With much fanfare, I’ve finally completed a full rewrite of opcode decoding logic, and re-implemented the bulk of the opcodes themselves to work the same way that they do on a real 6502 processor. This required some rethinking of overall system timing. Now instead of running an instruction and then advancing the rest of the system some number of clocks, the CPU is also clocked, and can exist in a state halfway between opcodes.
This is a serious boon to overall accuracy, as it means that reads and writes now occur exactly when they should, including extra, dummy, and otherwise wrong reads (and writes) that the processor occasionally performs during certain instructions.
The NES is an older system without a lot of extra features, and this includes any sort of a hardware timer, yet many games for the system require some kind of scroll split, usually to separate the playfield from a status area, and occasionally for gameplay reasons. On newer consoles one might use multiple backgrounds, framebuffers, or an hblank interrupt to achieve this, but the NES has just the one background. Thus, splitting the playfield means you need to wait for the NES to arrive at the right point mid-way through a screen refresh, then change the scrolling or background parameters accordingly.
The NES lacks any sort of a hardware timer outside of the Audio engine’s DMC channel, which is usually too busy playing audio samples to be terribly helpful in this endeavor. Some mappers solve this problem by including IRQs directly in the cartridge that use trickery to count the scanline the PPU is currently accessing, but many more games simply use a well-timed CPU spin-wait to idle the processor until the correct scanline is reached during the draw step.

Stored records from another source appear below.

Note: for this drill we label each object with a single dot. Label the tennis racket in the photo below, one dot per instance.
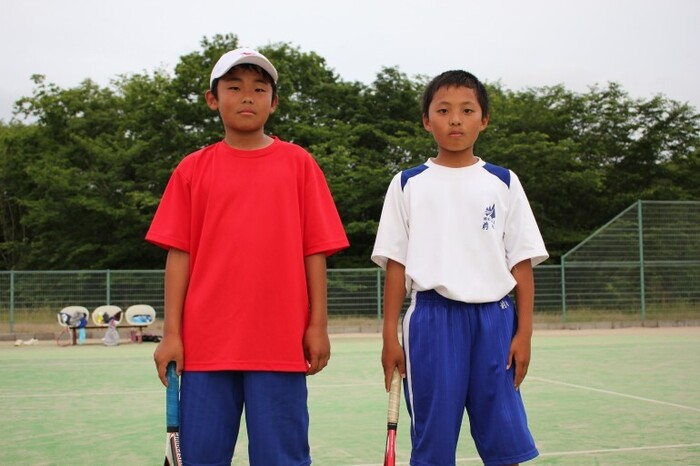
(392, 419)
(172, 418)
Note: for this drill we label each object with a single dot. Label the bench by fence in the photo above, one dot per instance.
(74, 318)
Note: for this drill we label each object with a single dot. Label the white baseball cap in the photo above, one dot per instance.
(239, 57)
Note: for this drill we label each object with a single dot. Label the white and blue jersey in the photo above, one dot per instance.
(458, 231)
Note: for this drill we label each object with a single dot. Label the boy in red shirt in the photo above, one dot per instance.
(248, 223)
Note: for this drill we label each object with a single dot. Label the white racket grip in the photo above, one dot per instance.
(394, 398)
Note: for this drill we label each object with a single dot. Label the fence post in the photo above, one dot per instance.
(12, 302)
(640, 235)
(563, 288)
(379, 293)
(108, 284)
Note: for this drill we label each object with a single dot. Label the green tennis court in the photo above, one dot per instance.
(594, 397)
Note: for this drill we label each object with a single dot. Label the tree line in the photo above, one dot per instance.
(82, 169)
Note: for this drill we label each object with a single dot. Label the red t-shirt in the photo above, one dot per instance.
(247, 220)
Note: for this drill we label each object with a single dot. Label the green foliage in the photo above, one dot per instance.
(82, 169)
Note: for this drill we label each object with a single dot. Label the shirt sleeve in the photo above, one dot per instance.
(392, 234)
(522, 235)
(170, 227)
(323, 229)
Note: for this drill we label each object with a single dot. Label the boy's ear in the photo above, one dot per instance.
(426, 123)
(212, 103)
(484, 123)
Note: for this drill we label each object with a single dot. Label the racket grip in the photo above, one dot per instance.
(392, 417)
(172, 399)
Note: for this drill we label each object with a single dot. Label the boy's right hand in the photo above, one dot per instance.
(392, 358)
(169, 349)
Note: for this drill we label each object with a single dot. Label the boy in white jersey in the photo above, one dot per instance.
(458, 234)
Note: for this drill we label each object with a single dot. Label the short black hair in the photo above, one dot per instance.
(457, 78)
(248, 66)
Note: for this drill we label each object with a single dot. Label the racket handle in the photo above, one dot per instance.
(392, 418)
(172, 399)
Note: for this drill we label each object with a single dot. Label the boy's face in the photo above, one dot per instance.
(244, 100)
(455, 119)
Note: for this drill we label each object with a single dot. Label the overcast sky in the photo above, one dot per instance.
(648, 46)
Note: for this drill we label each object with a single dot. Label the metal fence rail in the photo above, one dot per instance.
(644, 264)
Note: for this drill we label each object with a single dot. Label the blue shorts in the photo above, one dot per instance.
(456, 357)
(276, 416)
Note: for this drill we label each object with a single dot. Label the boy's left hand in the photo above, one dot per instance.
(520, 348)
(317, 349)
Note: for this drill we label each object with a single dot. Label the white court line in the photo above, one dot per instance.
(555, 454)
(609, 392)
(617, 450)
(80, 394)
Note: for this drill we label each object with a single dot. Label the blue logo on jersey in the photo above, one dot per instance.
(489, 218)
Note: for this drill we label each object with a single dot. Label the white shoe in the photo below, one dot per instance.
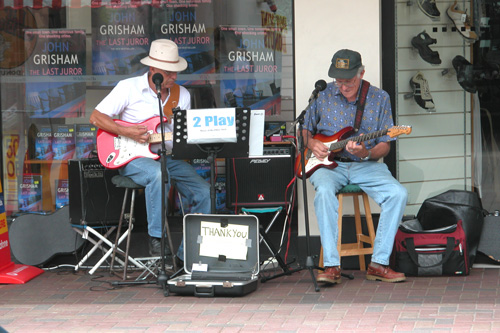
(462, 22)
(421, 92)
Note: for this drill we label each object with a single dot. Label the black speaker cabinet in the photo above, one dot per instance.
(260, 181)
(93, 199)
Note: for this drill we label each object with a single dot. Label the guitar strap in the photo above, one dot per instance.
(172, 101)
(361, 104)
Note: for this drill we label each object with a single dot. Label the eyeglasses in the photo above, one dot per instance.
(347, 83)
(167, 73)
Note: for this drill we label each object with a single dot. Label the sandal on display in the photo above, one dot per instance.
(421, 92)
(428, 7)
(462, 22)
(421, 42)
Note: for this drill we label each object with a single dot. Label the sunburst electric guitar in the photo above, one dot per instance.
(336, 143)
(115, 151)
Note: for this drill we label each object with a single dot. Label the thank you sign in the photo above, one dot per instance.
(211, 125)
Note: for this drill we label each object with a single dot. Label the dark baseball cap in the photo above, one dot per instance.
(345, 64)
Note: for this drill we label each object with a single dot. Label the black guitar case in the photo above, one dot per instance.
(447, 208)
(36, 238)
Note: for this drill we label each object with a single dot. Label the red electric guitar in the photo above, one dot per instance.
(115, 151)
(336, 143)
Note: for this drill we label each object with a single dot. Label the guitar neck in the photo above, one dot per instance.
(365, 137)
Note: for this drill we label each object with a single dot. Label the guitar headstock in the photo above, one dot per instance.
(398, 130)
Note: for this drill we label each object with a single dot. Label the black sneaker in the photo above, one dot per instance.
(421, 92)
(155, 247)
(465, 73)
(428, 7)
(421, 42)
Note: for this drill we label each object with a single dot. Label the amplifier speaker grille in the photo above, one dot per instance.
(259, 181)
(93, 198)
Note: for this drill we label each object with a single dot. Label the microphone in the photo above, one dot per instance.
(272, 5)
(320, 85)
(158, 79)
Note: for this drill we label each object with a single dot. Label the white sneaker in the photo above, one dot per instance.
(462, 22)
(421, 92)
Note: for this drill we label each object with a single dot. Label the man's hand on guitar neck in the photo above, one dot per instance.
(356, 149)
(318, 148)
(137, 132)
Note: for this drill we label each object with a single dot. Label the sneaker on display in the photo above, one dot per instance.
(421, 42)
(465, 73)
(428, 7)
(421, 92)
(462, 22)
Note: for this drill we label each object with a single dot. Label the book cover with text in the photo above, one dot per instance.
(120, 39)
(43, 143)
(63, 142)
(85, 140)
(54, 71)
(30, 193)
(62, 193)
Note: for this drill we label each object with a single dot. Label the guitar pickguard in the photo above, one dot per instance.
(127, 149)
(313, 163)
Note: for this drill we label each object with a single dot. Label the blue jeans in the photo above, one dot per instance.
(147, 172)
(376, 180)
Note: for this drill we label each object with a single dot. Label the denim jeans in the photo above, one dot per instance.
(147, 172)
(376, 180)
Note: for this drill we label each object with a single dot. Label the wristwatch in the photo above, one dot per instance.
(367, 156)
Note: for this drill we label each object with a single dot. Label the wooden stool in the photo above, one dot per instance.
(130, 186)
(355, 249)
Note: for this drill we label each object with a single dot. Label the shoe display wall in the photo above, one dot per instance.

Now that CPU instructions actually take the correct number of cycles, a lot of these effects are now either working correctly, or are much closer than they were before this change:
As one of my favorite games on the NES, Zelda II has some serious funky business going on here. CPU timing is only half of the story, the beginning of the title card now looks much better, but once it starts scrolling, problems quickly become apparent:
Here, the program is supposed to be using an unusual PPU feature to set the scroll position mid-frame, but I don’t have that implemented correctly. However, this is still much improved compared to the previous title card, which had the scroll split in just entirely the wrong place. On the plus, gameplay is now looking much better, with the scroll split in the status area finally rendering correctly:
This neat little screen wipe effect uses CPU timing to blank out the background on certain scanlines. Before the change, the CPU’s spinwait was finishing far too fast, shifting the entire effect too far up the screen. With accurate CPU delays in place, the effect is centered as it should be.
Similarly, Final Fantasy uses a scanline trick to animate its dialog boxes into place. With the CPU running too fast, they were missing entirely!
Even with the CPU delays in place you’ll notice that the very bottom of this dialog box is not quite positioned correctly. This is almost certainly due to OAM transfers being instant, rather than the expected 512 CPU cycles for the copy.
This is running just a bit better now, although main gameplay is still substantially broken.
Several cutscene bits and the map were apparently relying on CPU timing to switch the CHR bank in at just the right moment. While not perfect, these are looking a lot better:
Main gameplay is, alas, still very very broken. Battletoads is pulling a trick here where it disables the display for several scanlines that would normally be drawn, then updates the scroll position dynamically when it’s done. Since my PPU implementation is too basic and doesn’t properly emulate the trick, we get this mess instead:
That’s all for now! Next up I’m rewriting the PPU so that it is just as cycle accurate as the CPU, which should greatly improve compatability with all the games on this page!